Objectif 1. On caractérisera (i) la diversité structurale par imagerie photonique, MEB et MET, (ii) les propriétés optiques de transmission et réflexion par diffusométrie et spectrométrie UV-vis, (iii) les propriétés thermiques et d'hydrophobie par spectrométrie IR et mesures d'angle de contact. Ces mesures physiques aideront à évaluer les compromis entre propriétés, la robustesse des effets globaux aux variations structurales, et à identifier les éléments clés responsables des différentes fonctions.

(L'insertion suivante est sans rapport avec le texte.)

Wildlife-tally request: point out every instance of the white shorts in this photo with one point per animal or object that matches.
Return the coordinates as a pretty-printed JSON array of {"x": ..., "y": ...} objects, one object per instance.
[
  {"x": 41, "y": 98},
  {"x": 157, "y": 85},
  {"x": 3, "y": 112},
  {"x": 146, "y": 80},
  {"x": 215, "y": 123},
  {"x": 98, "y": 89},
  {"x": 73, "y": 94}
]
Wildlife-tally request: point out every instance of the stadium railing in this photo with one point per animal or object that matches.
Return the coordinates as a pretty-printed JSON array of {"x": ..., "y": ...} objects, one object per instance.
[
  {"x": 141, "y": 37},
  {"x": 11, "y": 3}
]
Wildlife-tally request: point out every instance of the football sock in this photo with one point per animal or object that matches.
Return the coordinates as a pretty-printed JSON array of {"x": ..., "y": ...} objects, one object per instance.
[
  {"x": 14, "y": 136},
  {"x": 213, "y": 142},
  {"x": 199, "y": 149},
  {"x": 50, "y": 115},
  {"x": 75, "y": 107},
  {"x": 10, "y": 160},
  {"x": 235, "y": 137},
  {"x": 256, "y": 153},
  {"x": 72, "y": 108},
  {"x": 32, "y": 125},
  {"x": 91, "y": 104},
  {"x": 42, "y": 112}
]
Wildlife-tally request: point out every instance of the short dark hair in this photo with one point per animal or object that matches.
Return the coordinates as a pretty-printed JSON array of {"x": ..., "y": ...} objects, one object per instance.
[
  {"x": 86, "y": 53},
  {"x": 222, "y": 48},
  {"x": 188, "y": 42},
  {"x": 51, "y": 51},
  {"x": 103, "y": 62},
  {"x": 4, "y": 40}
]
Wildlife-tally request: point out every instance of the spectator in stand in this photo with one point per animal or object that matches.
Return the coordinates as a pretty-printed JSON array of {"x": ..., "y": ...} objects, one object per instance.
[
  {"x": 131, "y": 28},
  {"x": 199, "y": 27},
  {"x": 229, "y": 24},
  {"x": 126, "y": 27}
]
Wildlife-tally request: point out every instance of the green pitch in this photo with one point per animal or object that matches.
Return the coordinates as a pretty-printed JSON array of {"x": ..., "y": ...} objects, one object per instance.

Objectif 2. On testera le rôle de la transparence dans le camouflage et la communication. Contrastant avec la vision classique de la transparence comme servant exclusivement au camouflage, on change de paradigme et on propose un rôle simultané de camouflage et de communication via des signaux privés d’iridescence et de polarisation. (i) On déterminera la détectabilité relative de proies transparentes par des expériences de prédation en laboratoire, la survie relative de proies artificielles différant par leurs patches transparents et opaques par des expériences de suivi de terrain, et on examinera des aspects cognitifs avec un jeu vidéo. (ii) Par imagerie, diffusométrie et spectrométrie, on quantifiera l’iridescence et la polarisation.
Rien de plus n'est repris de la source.